Y también, gratis, le interpretó el sueño: “La que viste fue a Penélope, amante del más grande contrabandista del sur, madre precoz de Sol y Cielo, dos niñas como no existen ni en el mismo paraíso ni en los más afamados cuadros del renacimiento, y madre años más tarde, de Estrella y Lucero, una de ellas grandísima puta y la otra tirando a santa. Te dio una moneda antigua y eso quiere decir que vas a tener dinero, no mucho, pero sí lo suficiente. El embarazo quiere decir que vas a gozar de más hijos que una coneja australiana. El árbol que se transforma en librería me da mala espina, creo que indica desgracia, pero no puedo estar seguro. Un consejo: evita pronunciar la palabra “pero”. El día que lo hagas alguien te pondrá una zancadilla y te romperás irremediablemente el hocico.

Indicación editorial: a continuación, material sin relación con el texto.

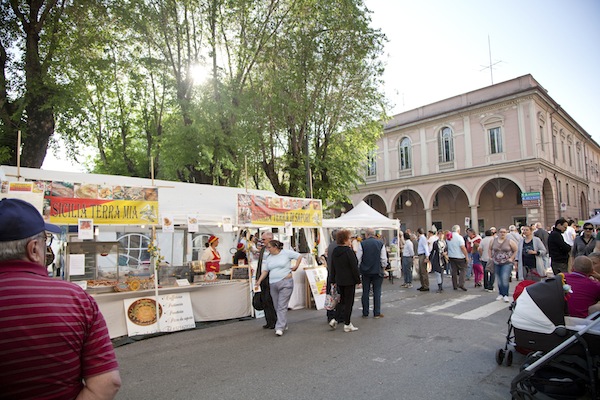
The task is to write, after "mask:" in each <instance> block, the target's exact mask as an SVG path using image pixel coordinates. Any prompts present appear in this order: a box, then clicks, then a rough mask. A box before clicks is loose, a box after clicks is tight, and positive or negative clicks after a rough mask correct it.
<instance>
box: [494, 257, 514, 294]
mask: <svg viewBox="0 0 600 400" xmlns="http://www.w3.org/2000/svg"><path fill="white" fill-rule="evenodd" d="M494 267H495V268H496V279H497V280H498V292H499V293H500V295H501V296H508V288H509V278H510V273H511V272H512V263H508V264H496V263H494Z"/></svg>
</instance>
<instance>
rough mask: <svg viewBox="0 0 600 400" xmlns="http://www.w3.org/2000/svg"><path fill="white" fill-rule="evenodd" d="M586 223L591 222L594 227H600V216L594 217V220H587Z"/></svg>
mask: <svg viewBox="0 0 600 400" xmlns="http://www.w3.org/2000/svg"><path fill="white" fill-rule="evenodd" d="M585 222H589V223H591V224H594V225H600V214H596V215H594V216H593V217H592V218H590V219H588V220H586V221H585Z"/></svg>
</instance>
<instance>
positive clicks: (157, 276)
mask: <svg viewBox="0 0 600 400" xmlns="http://www.w3.org/2000/svg"><path fill="white" fill-rule="evenodd" d="M150 177H151V178H152V186H154V157H150ZM152 245H153V246H154V248H156V249H158V243H156V225H152ZM154 253H156V252H154ZM151 261H152V270H153V271H154V306H155V308H156V310H155V311H156V329H157V330H158V332H160V313H159V309H160V305H159V303H158V268H157V265H156V261H157V260H156V254H152V258H151Z"/></svg>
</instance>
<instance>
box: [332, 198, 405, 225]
mask: <svg viewBox="0 0 600 400" xmlns="http://www.w3.org/2000/svg"><path fill="white" fill-rule="evenodd" d="M323 227H324V228H340V227H343V228H373V229H391V230H399V229H400V220H398V219H392V218H388V217H386V216H385V215H382V214H380V213H379V212H377V211H375V210H374V209H373V208H372V207H371V206H369V205H368V204H367V203H365V202H364V201H361V202H360V203H358V204H357V205H356V206H355V207H354V208H353V209H352V210H350V211H348V212H347V213H346V214H344V215H342V216H341V217H339V218H332V219H323Z"/></svg>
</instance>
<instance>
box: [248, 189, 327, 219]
mask: <svg viewBox="0 0 600 400" xmlns="http://www.w3.org/2000/svg"><path fill="white" fill-rule="evenodd" d="M237 218H238V224H239V225H243V226H285V225H286V222H287V223H289V224H291V225H293V226H295V227H320V226H321V225H322V224H323V208H322V204H321V200H318V199H303V198H296V197H281V196H277V197H272V196H261V195H253V194H238V204H237Z"/></svg>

Y luego, tras comerse un kilo de bisté y medio de cebollas cabezonas y cuatro tomates en rama y beber tres litros de cerveza e invitar al negro a comer y beber otro tanto, cosa que hizo con deleite y con ventaja y que hubiera seguido haciendo si no le gana la cortesía propia de los negros recién llegados, lo encaminó hacia el Barrio de Arriba por un sendero lleno de piedras, entre matorrales, le regaló un pedazo de cuero ocioso al saber que era zapatero, montó en un enormísimo camión y desapareció, engullido por el polvo rojo en la carretera que algún día sería apellidada Panamericana. Antes de desaparecer en medio del polvo rojo gritó ah, y no se te ocurra gastar la moneda del sueño.
Ya con ese cuero en las manos, Vladimiro se instaló bajo un techo de cartón piedra que encontró en un basurero en medio de una miríada de niños juguetones e insolentes, consiguió prestados leznas, agujones y cáñamo y se puso a trabajar. De su primera obra dependían el prestigio y el nombre, pero su afán de lograr una obra de arte le hizo olvidar que a efectos de tan tremendos calores el cuero se encogería más de lo previsto. Cuando terminó los zapatos eran talla cuatro, y al día siguiente amanecieron en menos dos. Le costó mucho trabajo venderlos, nadie tenía el pie tan pequeño. Como al mes de andarlos exhibiendo, alimentado como una liebre silvestre sólo de hierbas de epazote y pasto gigante, por toda la ciudad en una bolsita de plástico celofán, una señora muy demacrada, con la cara plagada de pecas rosadas, lo llamó desde una tienda: era la esposa de Yamil Geldsteinberg Hohensollen, que había parido un cuatromesino, tan diminuto que parecía el hijo reducido de un enano, una criatura con los dedos de manos y pies unidos por membranas, y los oídos, la boca, el ano y la uretra tan tapiados por la inmadurez que fue necesario horadarlos con agujas de plata por Calixto Scientificorum.
Al ensayo de los zapatos asistieron todas las presuntas vírgenes de El Trabajador conjuradas para ver dos prodigios juntos: un negro legítimo y un niño casi invisible, que cabía con todo y zapatos en la palma de una mano. La pestilencia a orín de coneja en celo que partía de los sobacos de Vladimiro alborotó a las niñas, al punto que tuvieron que hacer fila en el baño para desengañar las urgencias de sus cuerpos.
Aviva, orgullosa de la curiosidad que causaba su engendro, se dejaba rodear y pronunciaba palabras suaves e indescifrables. Puesto que ella no había aprendido todavía ni los más elementales rudimentos del español, y nunca los aprendería, agreguemos, porque era mensapendeja la pobre y apenas servía para torturar el piano y además se mantenía empecinada en la taradez propia de judía hija de genio, hablaron con el lenguaje de los dedos. La “V” de la victoria cerró el trato por dos centavos. El negro salió perdiendo, porque la “V” de Aviva era romana y la suya era latina y marcaba apenas el par.
La Negra Celina, que había asistido al negocio desde el aparador donde exhibía sus calzones a los muchachos del Liceo Unesco, le hizo un elegante cambio de luces a Vladimiro y, conocedora del género, admiró con poca discreción las musculaturas ocultas de aquella soberbia creación del Señor Dios.
Esta es la primera parte de la historia de Vladimiro, el negro más simpático que haya habitado en San Isidro de El General. Tal vez algún día ponga el resto. Por lo pronto les presento a Vladi.